Expected short-term outcomes are:
1)Determine milk production from treatment groups.
2)Determine protein utilization of treatments through analysis of milk urea nitrogen levels.
3)Determine quality of kura clover and grass pastures.
4)Determine dry matter intake of grazing dairy ewes.
Intermediate-term outcomes: Dairy sheep producers will directly benefit from the information regarding milk production and protein utilization on rotationally grazed pastures. This information will emphasize the value of legume-grass pastures as the basis for a sustainable sheep dairy operation. In addition, milk composition information will be gathered from treatments of lactation stage and supplementation level. This information is valuable to dairy sheep processors and marketers promoting domestic sheep dairy producers and products.
Long-term outcomes: The results of this study will help dairy sheep producers and researchers finely tune animal nutrition requirements for profitable and sustainable flocks. Promotion of pasture-based dairying will encourage farmers to improve and monitor pastures. It will encourage the use of a rhizomatous, perennial legume, kura clover, in permanent pastures to improve soil fertility and stability. It will also promote a dialog among producer and scientific community regarding the continued improvement of forages for dairy sheep nutrition in the United States, a fledgling industry committed to rotational grazing.
The grazing trial was conducted in 2005. Milk production and composition information was gathered during the trial period. Forage samples were collected from pastures and analyzed for crude protein and neutral detergent fiber. In addition, paddock dry matter allowance was measured using a rising plate meter. Pasture information is still being related to milk production through statistic analysis. Administration of titanium dioxide boluses and collection of fecal samples was completed during the grazing season. These fecal samples are in the process of being analyzed for titanium dioxide concentration in an attempt to determine pasture dry matter intake.
Impacts and Contributions/Outcomes
Unsupplemented ewes in both lambing groups showed a greater range in their daily milk yields than supplemented ewes throughout the trial, probably in direct response to variations in pasture quality during the grazing season. The January lambing ewes compared to the April lambing ewes produced less (P < .001) milk (91.1 vs. 136.8 kg, respectively), milk fat (5.6 vs. 7.8 kg, respectively), and milk protein (4.7 vs. 6.3 kg, respectively) during the trial. The supplemented ewes compared to the unsupplemented ewes produced more (P < .01) milk (123.2 vs. 104.2 kg, respectively), milk fat (7.2 vs. 6.2 kg, respectively), and milk protein (5.9 vs. 5.0 kg, respectively). Supplementation had a similar positive effect on milk, milk fat, and milk protein yield in both lambing groups. Given the current cost of supplement and the price of sheep milk, supplementation was profitable.

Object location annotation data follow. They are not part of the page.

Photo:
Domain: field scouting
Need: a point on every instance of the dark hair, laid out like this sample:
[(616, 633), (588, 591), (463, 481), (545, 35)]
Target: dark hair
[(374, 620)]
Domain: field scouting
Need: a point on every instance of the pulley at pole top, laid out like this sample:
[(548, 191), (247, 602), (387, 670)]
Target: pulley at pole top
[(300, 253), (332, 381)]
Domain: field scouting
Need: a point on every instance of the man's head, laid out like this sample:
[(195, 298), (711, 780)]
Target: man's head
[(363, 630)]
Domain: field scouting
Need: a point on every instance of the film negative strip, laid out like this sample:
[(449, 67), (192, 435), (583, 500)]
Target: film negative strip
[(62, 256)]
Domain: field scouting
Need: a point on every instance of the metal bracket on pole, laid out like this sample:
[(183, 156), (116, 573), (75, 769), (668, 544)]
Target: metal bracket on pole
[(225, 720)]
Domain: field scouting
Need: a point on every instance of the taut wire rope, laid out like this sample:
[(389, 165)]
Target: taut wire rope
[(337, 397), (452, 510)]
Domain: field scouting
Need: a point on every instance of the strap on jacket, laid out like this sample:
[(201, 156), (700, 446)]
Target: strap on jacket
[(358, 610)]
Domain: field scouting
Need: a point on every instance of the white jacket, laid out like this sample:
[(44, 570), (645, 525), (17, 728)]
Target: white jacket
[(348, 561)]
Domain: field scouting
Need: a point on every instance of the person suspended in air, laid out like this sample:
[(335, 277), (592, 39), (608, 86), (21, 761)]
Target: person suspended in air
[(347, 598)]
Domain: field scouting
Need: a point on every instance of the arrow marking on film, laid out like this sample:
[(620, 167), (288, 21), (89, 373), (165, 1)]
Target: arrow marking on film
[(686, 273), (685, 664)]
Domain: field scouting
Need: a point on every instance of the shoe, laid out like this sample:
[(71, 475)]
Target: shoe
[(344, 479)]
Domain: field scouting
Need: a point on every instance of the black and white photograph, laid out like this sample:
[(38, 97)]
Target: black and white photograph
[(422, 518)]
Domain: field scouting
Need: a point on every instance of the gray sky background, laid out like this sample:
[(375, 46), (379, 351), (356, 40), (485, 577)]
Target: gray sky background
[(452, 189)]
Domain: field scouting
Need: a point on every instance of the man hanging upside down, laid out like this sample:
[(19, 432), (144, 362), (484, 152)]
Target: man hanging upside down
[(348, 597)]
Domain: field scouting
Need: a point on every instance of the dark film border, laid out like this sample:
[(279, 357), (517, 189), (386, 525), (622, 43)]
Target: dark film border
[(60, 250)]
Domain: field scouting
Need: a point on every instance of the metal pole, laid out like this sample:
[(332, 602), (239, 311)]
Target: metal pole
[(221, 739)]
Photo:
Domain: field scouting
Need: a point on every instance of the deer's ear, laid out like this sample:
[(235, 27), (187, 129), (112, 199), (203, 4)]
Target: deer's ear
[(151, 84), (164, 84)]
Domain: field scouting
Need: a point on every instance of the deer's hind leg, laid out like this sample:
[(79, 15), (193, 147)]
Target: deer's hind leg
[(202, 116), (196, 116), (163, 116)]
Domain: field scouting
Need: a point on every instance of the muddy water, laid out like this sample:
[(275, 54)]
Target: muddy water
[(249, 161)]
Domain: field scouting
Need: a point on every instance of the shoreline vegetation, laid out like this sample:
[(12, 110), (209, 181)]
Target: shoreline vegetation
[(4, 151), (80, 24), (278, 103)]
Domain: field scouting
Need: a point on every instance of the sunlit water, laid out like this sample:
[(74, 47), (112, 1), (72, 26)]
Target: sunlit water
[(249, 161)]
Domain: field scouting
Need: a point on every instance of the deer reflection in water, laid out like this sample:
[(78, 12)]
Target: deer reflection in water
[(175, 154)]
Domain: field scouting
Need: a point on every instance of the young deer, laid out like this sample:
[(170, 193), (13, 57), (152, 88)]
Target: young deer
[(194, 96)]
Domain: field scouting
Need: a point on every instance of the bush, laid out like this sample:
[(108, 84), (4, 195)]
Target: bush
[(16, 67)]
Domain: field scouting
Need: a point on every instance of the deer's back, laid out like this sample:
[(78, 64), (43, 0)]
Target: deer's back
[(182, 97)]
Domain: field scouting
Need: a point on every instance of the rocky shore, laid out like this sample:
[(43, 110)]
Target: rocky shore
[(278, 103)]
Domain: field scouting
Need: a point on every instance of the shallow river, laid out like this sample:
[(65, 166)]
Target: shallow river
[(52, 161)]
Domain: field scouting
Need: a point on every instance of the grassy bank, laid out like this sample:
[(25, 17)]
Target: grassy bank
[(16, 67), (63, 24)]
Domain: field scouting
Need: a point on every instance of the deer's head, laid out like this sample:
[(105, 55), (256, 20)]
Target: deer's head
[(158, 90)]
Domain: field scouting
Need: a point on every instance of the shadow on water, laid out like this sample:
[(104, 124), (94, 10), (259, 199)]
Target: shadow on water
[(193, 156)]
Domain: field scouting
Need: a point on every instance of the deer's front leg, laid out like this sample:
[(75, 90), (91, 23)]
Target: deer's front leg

Milk urea nitrogen (MUN) can be used as an indicator of the efficiency of protein utilization in sheep. Trial MUN levels across treatments tended to be higher (18 to 34 mg/dL) than recommended levels for sheep (14 to 22 mg/dL), indicating an excess of protein intake. This can be explained by the high quality pastures, which ranged in crude protein from 16 to 30 %. Since ewes were receiving adequate levels of protein from the pasture alone, a supplement with lower protein, and therefore lower cost, may have been sufficient. Across all treatments, the correlation between pasture crude protein and MUN was .65. Within the supplementation treatment, the correlation was numerically higher, but not significantly different, than the correlation within the unsupplemented treatment (r = .78 and .52, respectively).
Further laboratory analysis is being conducted to determine dry matter intake of ewes in each treatment. This will indicate if unsupplemented ewes are consuming more pasture than supplemented ewes.